Eu ganho mais dinheiro que ele!

Libby Anne é uma bloguista americana que conta, no seu blogue Love, Joy, Feminism, uma experiência pessoal extraordinária. Foi criada nas profundezas das seitas mais radicalmente fundamentalistas, em que os homens detêm autoridade absoluta sobre as mulheres, estas devem ficar em casa e ter o maior número de filhos possível, os quais devem ser educados em casa, à espera da segunda vinda de Cristo — mas rompeu com todas essas ideias e hoje é ateia e feminista. O seu blogue procura ajudar as pessoas que fogem desses cultos estranhos e opressivos. Resolvi traduzir este artigo, pela sua clareza e atualidade, mesmo no nosso contexto. Link do texto original: “I Make More Money Than He Does”

O blogue de Libby Anne faz parte da divisão ateia do portal Patheos, um local vocacionado para o debate de assuntos filosófico-religiosos.


Esta quadra, cometi o erro de falar em roupa suja à mesa do jantar em casa dos pais do Sean. O Sean pode não ter crescido no mundo da patriarquia evangélica em que eu cresci, mas a sua mãe não trabalha fora de casa e os seus pais sempre aderiram a uma divisão de trabalho entre os géneros bem tradicional, por isso eu devia ter pensado melhor. De qualquer modo, eu só queria saber se o Sean tinha carregado uma máquina de roupa como se tinha comprometido, e dar-lhe a saber que teria que acabar isso na manhã seguinte, porque eu ia sair com a irmã dele.

"Nunca lavei roupa na minha vida", declarou o pai do Sean, recostando-se e sorrindo, como se o seu comentário fosse engraçado.


O ar na sala mudou e eu senti o peso de tudo o que não era dito. Eu estava a ser considerada uma mulher mandona e egoísta que forçava o seu marido emasculado e fazer tarefas "de mulher" como lavar a roupa. O Sean estava a ser considerado um homem agarrado às saias da mulher, incapaz de se impor contra as suas ordens tirânicas. Começou-me a ferver o sangue.

Eu ganho mais dinheiro que ele.

A sala ficou de repente em silêncio. Eu tinha só pensado ou tinha mesmo dito aquilo?

"Eu ganho mais dinheiro que ele", repeti. A minha voz tinha um tom de confiança que só a cólera consegue inspirar e o meu queixo levantou-se contra todas as críticas. "Se partilhamos o dinheiro, faz sentido que partilhemos as tarefas da casa como a lavagem da roupa e os cuidados das crianças. É apenas bom senso. Não estou a tentar ser má nem nada, mas na verdade ganho mais dinheiro que ele". Havia chispas nos meus olhos. Estava furiosa.

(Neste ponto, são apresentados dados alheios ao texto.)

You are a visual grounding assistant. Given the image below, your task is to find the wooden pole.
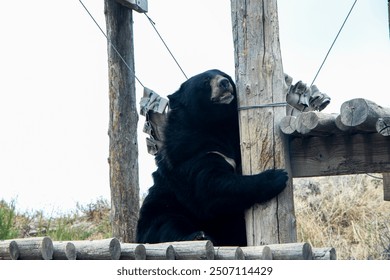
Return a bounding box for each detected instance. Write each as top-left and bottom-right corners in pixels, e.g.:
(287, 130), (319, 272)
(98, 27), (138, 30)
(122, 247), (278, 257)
(104, 0), (139, 243)
(231, 0), (297, 245)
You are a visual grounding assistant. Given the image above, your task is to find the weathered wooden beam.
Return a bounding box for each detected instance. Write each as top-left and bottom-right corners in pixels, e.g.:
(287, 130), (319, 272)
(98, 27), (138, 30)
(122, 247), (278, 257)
(214, 247), (245, 260)
(375, 116), (390, 136)
(144, 243), (175, 260)
(116, 0), (148, 13)
(340, 98), (390, 132)
(312, 248), (337, 260)
(10, 236), (53, 260)
(120, 243), (146, 260)
(104, 0), (139, 243)
(279, 116), (300, 136)
(382, 173), (390, 201)
(169, 240), (215, 260)
(72, 238), (121, 260)
(267, 243), (313, 260)
(0, 240), (20, 260)
(231, 0), (297, 245)
(295, 112), (338, 136)
(53, 241), (77, 260)
(290, 133), (390, 177)
(241, 246), (272, 260)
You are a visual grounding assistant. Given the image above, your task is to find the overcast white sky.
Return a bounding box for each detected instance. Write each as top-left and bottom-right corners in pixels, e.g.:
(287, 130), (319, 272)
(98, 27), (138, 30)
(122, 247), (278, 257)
(0, 0), (390, 213)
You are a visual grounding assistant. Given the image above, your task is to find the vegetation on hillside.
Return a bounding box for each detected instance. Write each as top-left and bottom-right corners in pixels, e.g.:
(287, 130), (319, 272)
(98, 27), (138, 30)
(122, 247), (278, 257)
(0, 175), (390, 259)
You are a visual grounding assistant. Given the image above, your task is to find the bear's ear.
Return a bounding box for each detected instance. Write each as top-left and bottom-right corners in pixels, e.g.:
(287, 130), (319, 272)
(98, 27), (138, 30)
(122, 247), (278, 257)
(168, 88), (186, 109)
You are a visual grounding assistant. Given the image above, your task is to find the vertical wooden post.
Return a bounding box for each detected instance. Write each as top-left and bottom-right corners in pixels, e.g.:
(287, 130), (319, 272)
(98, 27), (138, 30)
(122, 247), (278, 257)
(104, 0), (139, 243)
(231, 0), (297, 245)
(382, 173), (390, 201)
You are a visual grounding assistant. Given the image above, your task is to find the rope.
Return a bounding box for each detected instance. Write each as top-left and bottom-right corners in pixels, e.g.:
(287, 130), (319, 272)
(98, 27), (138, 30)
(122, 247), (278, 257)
(310, 0), (357, 87)
(79, 0), (145, 88)
(145, 13), (188, 80)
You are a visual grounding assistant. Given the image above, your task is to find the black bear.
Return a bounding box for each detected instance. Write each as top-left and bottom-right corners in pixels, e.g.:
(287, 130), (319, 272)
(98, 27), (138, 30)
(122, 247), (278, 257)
(137, 70), (288, 246)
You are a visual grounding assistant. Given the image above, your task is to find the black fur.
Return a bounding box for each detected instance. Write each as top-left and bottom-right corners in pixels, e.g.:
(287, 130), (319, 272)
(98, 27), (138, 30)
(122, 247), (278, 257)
(137, 70), (287, 246)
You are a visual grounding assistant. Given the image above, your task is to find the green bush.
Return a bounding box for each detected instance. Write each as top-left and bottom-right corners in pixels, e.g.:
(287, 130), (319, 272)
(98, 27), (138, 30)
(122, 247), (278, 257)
(0, 200), (18, 240)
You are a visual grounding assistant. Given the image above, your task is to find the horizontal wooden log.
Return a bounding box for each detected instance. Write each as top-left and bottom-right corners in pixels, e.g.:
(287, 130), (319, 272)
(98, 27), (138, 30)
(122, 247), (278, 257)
(340, 98), (390, 132)
(335, 115), (358, 134)
(53, 241), (77, 260)
(0, 240), (19, 260)
(214, 247), (245, 260)
(267, 243), (313, 260)
(120, 243), (146, 260)
(11, 236), (53, 260)
(72, 238), (121, 260)
(279, 116), (299, 135)
(383, 173), (390, 201)
(289, 133), (390, 177)
(295, 112), (338, 136)
(375, 116), (390, 136)
(144, 243), (175, 260)
(241, 246), (272, 260)
(170, 240), (215, 260)
(312, 247), (337, 260)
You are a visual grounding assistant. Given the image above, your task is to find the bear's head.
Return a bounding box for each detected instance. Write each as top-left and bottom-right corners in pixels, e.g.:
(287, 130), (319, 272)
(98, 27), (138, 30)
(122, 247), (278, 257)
(168, 69), (237, 123)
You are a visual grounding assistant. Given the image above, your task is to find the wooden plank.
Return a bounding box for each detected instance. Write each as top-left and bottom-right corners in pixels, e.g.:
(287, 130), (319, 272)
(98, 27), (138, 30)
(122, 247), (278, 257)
(290, 133), (390, 177)
(120, 243), (146, 260)
(53, 241), (77, 260)
(0, 240), (19, 260)
(72, 238), (121, 260)
(312, 247), (337, 260)
(340, 98), (390, 132)
(383, 173), (390, 201)
(10, 236), (53, 260)
(104, 0), (139, 243)
(241, 246), (272, 260)
(214, 247), (245, 260)
(267, 243), (313, 260)
(231, 0), (297, 245)
(375, 116), (390, 136)
(295, 112), (339, 136)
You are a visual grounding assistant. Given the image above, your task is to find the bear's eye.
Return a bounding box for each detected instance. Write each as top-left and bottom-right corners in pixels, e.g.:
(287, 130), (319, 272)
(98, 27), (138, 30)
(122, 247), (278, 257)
(203, 77), (211, 86)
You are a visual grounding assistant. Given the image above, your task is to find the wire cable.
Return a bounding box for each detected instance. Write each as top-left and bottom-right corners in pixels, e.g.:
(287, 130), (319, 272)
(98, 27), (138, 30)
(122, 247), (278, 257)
(145, 13), (188, 80)
(310, 0), (357, 87)
(79, 0), (145, 87)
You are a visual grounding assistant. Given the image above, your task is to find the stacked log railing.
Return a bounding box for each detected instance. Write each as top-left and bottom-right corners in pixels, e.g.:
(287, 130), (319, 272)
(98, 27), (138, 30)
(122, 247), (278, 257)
(0, 237), (337, 260)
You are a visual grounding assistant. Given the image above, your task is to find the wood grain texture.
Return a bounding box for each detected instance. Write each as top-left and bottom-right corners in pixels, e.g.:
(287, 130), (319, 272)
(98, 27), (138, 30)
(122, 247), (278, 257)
(289, 133), (390, 177)
(231, 0), (297, 245)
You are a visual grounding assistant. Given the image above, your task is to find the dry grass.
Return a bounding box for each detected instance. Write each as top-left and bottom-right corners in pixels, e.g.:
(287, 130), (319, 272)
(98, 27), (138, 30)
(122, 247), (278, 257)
(0, 175), (390, 260)
(294, 175), (390, 260)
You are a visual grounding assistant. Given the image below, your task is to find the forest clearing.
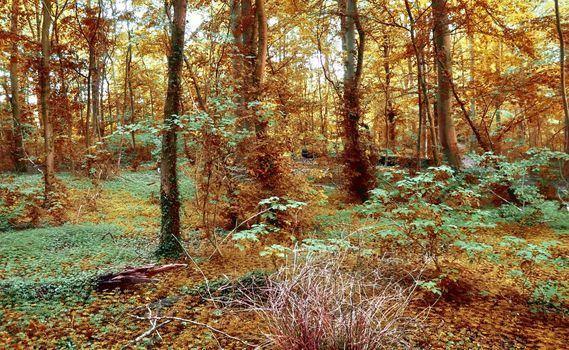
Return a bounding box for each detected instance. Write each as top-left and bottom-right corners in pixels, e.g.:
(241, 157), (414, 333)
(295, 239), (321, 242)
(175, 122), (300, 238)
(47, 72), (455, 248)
(0, 0), (569, 350)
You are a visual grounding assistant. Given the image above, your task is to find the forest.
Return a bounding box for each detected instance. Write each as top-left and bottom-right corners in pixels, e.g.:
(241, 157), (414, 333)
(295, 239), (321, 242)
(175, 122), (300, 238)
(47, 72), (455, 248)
(0, 0), (569, 350)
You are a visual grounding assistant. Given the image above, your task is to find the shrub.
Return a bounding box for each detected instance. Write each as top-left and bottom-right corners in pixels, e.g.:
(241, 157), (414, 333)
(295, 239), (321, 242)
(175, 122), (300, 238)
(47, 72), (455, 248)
(257, 254), (415, 350)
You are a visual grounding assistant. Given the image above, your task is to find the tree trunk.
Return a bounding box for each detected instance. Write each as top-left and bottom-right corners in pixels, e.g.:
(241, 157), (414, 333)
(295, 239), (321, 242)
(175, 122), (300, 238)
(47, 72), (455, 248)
(338, 0), (375, 202)
(157, 0), (187, 257)
(10, 0), (26, 173)
(432, 0), (461, 169)
(405, 0), (440, 165)
(39, 0), (55, 202)
(555, 0), (569, 153)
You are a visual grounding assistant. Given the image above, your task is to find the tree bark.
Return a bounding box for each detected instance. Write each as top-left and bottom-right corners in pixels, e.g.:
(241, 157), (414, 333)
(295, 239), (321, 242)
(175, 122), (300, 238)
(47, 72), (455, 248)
(157, 0), (187, 257)
(405, 0), (440, 165)
(39, 0), (55, 202)
(432, 0), (461, 169)
(10, 0), (26, 173)
(338, 0), (375, 202)
(555, 0), (569, 153)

Pedi desculpa mais tarde ao Sean, no caso de os meus comentários o terem embaraçado em frente dos seus pais. Ele disse que não fazia mal — eu creio, a sério, que ele gosta de ver as chispas que saltam quando eu enfrento o pai dele. Na verdade, o Sean tem orgulho em mim. Tem orgulho no meu sucesso, tem orgulho na minha capacidade de me aguentar numa discussão e tem orgulho na minha paixão. Disse-me que o seu pai passou o resto da noite a gozar com ele por ganhar menos dinheiro que a mulher — tudo na boa, é claro. Mas também me disse que honestamente não o aborrece que eu ganhe mais dinheiro que ele.

Tudo o que eu consigo pensar é, que espécie de mundo é este em que vivemos em que os homens que ganham menos que as suas mulheres são ridicularizados e em que se espera das mulheres que trabalham a tempo inteiro que ainda tratem de toda a roupa da família? Como pode alguém pensar que isto é bom para as mulheres ou para os homens? Gostaria de pensar que as coisas serão diferentes para a minha filha em idade de infantário Sally e o meu bebé Bobby, quando crescerem, mas começo a duvidar se nós, como sociedade, alguma vez acabaremos com estes padrões. Entretanto, acho que vou ter que continuar a escandalizar o pai do Sean!